You should take 1 tablet (5 mg/ 12.5 mg) per day, preferably at the same time. The drug can be taken with a meal.
Patients with renal insufficiency. Nebiar ® Plus 5/12.5 should not be used in patients with severe renal insufficiency.
Patients with hepatic insufficiency. The experience of using the drug in such patients is limited, so use for such patients is contraindicated.
Elderly patients. Due to insufficient experience in using the drug in patients over 75 years of age, its use requires caution and careful monitoring.
Children. Studies on the use of the drug in children and adolescents have not been conducted, so the drug is not recommended for this age group.
There are no data on Nebivolol overdose. Symptoms of beta-blocker overdose include bradycardia, hypotension, bronchospasm, and acute heart failure.
An overdose of hydrochlorothiazide is associated with electrolyte depletion (hypokalemia, Hypochloremia, hyponatremia) and dehydration due to excessive diuresis. The most common symptoms of hydrochlorothiazide overdose are nausea and drowsiness. Hypokalemia can lead to muscle spasms and/or cardiac arrhythmia associated with concomitant use of digitalis glycosides or appropriate antiarrhythmic drugs.
In case of overdose or hypersensitivity, the patient needs intensive care and careful monitoring. It is necessary to monitor the glucose level. Serum electrolytes and creatinine should be monitored. Absorption of drug residues that still remain in the gastrointestinal tract can be prevented by gastric lavage and the use of activated charcoal and a laxative. CPR may be required. Bradycardia or massive vagal reactions should be treated with atropine or methylatropine.

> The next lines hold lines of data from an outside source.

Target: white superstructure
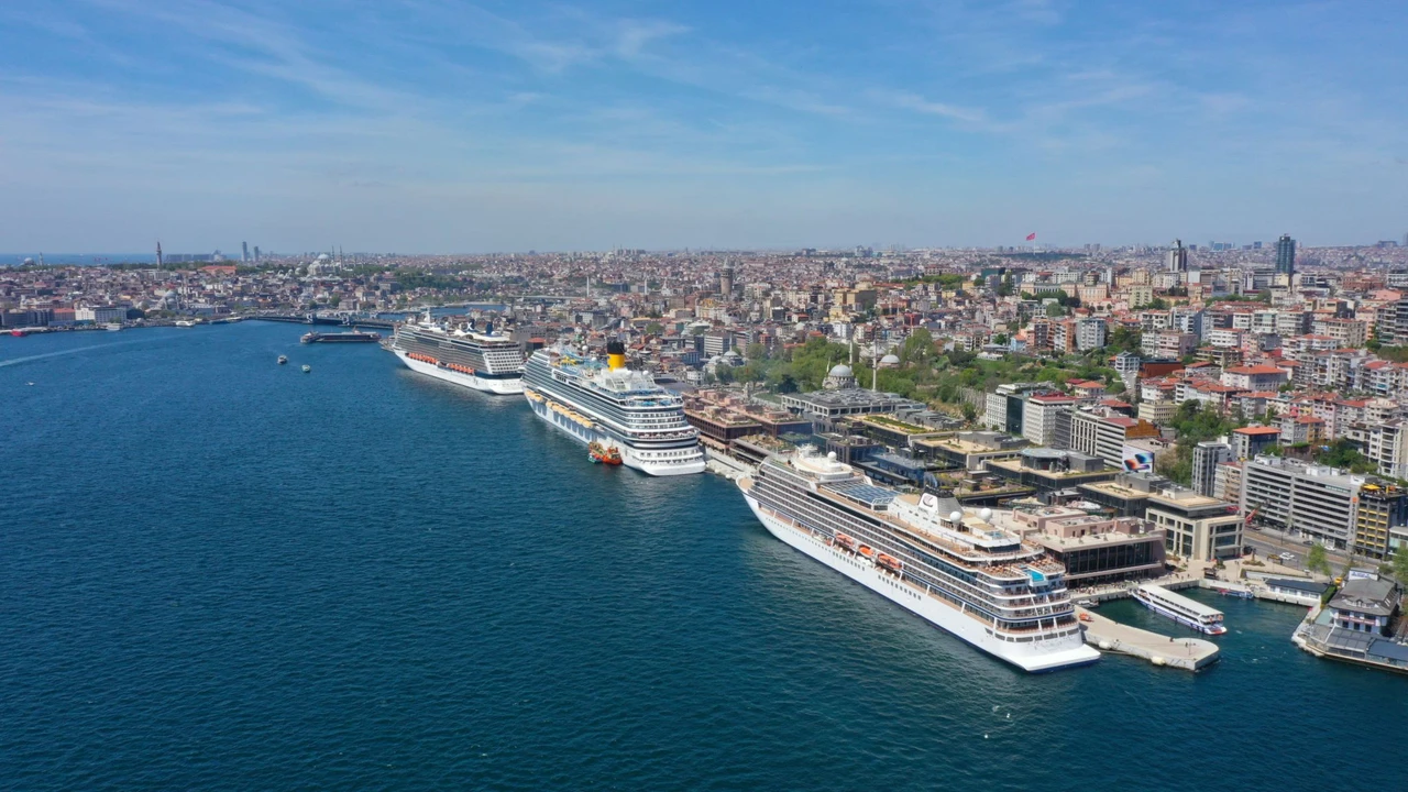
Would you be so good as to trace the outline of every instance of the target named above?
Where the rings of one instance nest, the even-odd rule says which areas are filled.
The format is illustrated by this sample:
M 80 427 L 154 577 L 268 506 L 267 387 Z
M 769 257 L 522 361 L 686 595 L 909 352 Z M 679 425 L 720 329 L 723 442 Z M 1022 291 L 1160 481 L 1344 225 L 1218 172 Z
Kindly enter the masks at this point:
M 494 333 L 493 324 L 483 331 L 467 327 L 446 327 L 429 317 L 396 326 L 387 345 L 411 371 L 484 390 L 487 393 L 522 393 L 522 348 Z
M 1221 636 L 1228 629 L 1222 624 L 1222 612 L 1191 600 L 1156 583 L 1143 583 L 1135 589 L 1135 599 L 1159 616 L 1173 619 L 1184 627 L 1200 633 Z
M 1024 671 L 1100 658 L 1064 569 L 991 513 L 876 486 L 811 450 L 769 457 L 738 486 L 774 537 Z
M 566 348 L 538 349 L 524 365 L 524 396 L 534 413 L 582 443 L 617 450 L 621 461 L 653 476 L 704 472 L 698 430 L 684 420 L 684 402 L 629 371 L 620 344 L 610 364 Z

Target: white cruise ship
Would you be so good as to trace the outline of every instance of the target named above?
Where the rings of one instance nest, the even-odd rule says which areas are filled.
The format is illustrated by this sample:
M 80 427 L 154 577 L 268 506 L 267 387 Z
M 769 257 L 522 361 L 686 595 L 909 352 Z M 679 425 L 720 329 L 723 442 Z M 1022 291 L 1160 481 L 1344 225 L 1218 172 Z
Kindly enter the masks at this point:
M 990 510 L 876 486 L 811 448 L 769 457 L 738 486 L 774 537 L 1024 671 L 1100 658 L 1066 571 L 993 526 Z
M 649 372 L 625 368 L 625 348 L 607 344 L 607 362 L 565 348 L 538 349 L 524 365 L 524 396 L 542 420 L 627 466 L 652 476 L 704 472 L 698 430 L 684 402 Z
M 473 321 L 451 328 L 427 313 L 397 324 L 387 348 L 411 371 L 455 385 L 501 395 L 524 392 L 522 348 L 494 334 L 491 323 L 483 331 Z

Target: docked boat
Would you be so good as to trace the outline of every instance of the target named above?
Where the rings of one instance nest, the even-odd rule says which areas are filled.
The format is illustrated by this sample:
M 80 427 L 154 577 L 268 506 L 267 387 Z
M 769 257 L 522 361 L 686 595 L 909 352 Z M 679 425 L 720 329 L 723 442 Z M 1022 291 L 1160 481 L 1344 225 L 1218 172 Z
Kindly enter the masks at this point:
M 362 333 L 362 331 L 348 331 L 348 333 L 304 333 L 298 342 L 301 344 L 376 344 L 382 340 L 380 333 Z
M 649 372 L 625 368 L 620 341 L 607 344 L 605 362 L 566 347 L 538 349 L 524 365 L 522 385 L 534 414 L 589 448 L 615 448 L 628 468 L 652 476 L 704 472 L 684 400 Z
M 738 488 L 783 543 L 1029 672 L 1100 658 L 1064 568 L 993 524 L 991 510 L 879 486 L 835 454 L 774 454 Z
M 1222 624 L 1221 610 L 1170 592 L 1157 583 L 1143 583 L 1136 588 L 1135 599 L 1159 616 L 1173 619 L 1178 624 L 1191 627 L 1200 633 L 1221 636 L 1228 631 L 1226 626 Z
M 524 392 L 522 347 L 494 333 L 493 323 L 483 330 L 473 320 L 449 327 L 427 311 L 417 321 L 397 324 L 387 348 L 414 372 L 486 393 Z

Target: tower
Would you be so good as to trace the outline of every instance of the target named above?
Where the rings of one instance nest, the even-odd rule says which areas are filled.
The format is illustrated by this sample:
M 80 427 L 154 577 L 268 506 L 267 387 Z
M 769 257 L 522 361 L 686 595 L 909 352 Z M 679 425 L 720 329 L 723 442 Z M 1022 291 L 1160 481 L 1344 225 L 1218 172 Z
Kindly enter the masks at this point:
M 1281 234 L 1276 241 L 1276 271 L 1286 275 L 1295 273 L 1295 240 L 1290 234 Z
M 1183 247 L 1183 240 L 1173 241 L 1173 247 L 1169 248 L 1164 261 L 1169 264 L 1169 272 L 1188 271 L 1188 248 Z
M 718 293 L 728 299 L 734 295 L 734 268 L 725 266 L 718 276 Z

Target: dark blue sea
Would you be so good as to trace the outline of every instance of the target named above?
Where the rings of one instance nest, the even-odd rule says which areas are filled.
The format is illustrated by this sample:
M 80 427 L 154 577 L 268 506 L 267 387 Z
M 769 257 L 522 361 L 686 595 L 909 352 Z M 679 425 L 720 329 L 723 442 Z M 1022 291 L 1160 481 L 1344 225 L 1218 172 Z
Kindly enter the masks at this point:
M 1397 788 L 1408 679 L 1298 607 L 1024 675 L 722 479 L 304 330 L 0 337 L 0 788 Z

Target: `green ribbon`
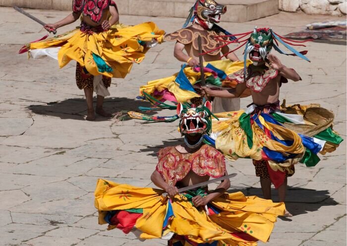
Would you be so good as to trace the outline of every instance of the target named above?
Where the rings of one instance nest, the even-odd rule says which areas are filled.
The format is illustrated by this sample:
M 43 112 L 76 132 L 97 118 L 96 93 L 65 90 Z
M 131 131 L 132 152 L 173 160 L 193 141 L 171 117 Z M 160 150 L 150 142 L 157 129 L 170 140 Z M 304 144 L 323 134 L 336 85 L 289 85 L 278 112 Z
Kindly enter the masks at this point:
M 307 167 L 314 167 L 321 159 L 311 150 L 306 148 L 304 156 L 300 160 L 300 162 L 304 164 Z
M 250 149 L 253 147 L 253 131 L 251 126 L 251 116 L 246 113 L 243 113 L 238 118 L 240 126 L 247 136 L 247 143 Z
M 135 213 L 143 213 L 143 208 L 131 208 L 130 209 L 124 209 L 124 211 Z
M 188 199 L 188 200 L 192 205 L 194 205 L 194 203 L 193 203 L 192 201 L 192 199 L 193 197 L 195 197 L 197 196 L 200 196 L 202 197 L 204 197 L 207 196 L 207 193 L 204 189 L 199 188 L 195 191 L 187 191 L 185 193 L 183 194 L 183 195 Z
M 276 113 L 272 113 L 271 116 L 273 117 L 275 120 L 276 120 L 280 123 L 292 123 L 291 121 L 288 120 L 288 119 L 286 119 L 282 115 L 280 115 L 279 114 L 277 114 Z
M 336 145 L 340 145 L 344 141 L 342 138 L 334 133 L 330 127 L 327 128 L 323 132 L 320 132 L 315 136 L 314 137 Z

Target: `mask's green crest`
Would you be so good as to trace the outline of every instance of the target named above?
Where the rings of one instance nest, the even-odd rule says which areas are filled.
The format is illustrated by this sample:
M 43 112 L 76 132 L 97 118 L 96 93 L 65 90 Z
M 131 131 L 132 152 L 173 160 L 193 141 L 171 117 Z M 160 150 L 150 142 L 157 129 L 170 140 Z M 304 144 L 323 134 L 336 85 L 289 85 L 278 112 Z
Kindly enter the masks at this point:
M 265 49 L 267 54 L 268 54 L 274 44 L 272 31 L 269 28 L 254 29 L 251 34 L 250 41 L 251 46 L 259 49 Z
M 179 103 L 177 106 L 177 115 L 179 117 L 181 134 L 210 135 L 212 128 L 212 105 L 207 101 L 205 105 L 183 108 Z

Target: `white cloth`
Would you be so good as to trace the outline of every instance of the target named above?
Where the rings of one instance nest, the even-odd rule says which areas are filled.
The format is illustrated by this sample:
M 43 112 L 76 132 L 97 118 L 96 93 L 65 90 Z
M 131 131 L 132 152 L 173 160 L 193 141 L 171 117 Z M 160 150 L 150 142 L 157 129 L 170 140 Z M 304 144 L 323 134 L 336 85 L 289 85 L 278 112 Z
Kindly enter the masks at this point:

Hypotension and shock should be treated with plasma/plasma substitutes and, if necessary, catecholamines. It is necessary to correct the violation of the electrolyte balance. The effects of beta-blockers can be counteracted by slow intravenous administration of isoprenaline hydrochloride, starting at a dose of 5 mcg/min, or dobutamine, starting at a dose of 2.5 MCG/min, until the desired effect is achieved. In severe cases that are difficult to treat, isoprenaline should be combined with dopamine. If this does not give the desired effect, the feasibility of intravenous administration of 50-100 mcg/kg of glucagon should be considered. If necessary, the injection should be repeated within an hour, and then (if necessary) an intravenous infusion of 70 mcg/kg/h of glucagon should be performed. In extremely severe cases of treatment-resistant bradycardia, an artificial pacemaker can be installed.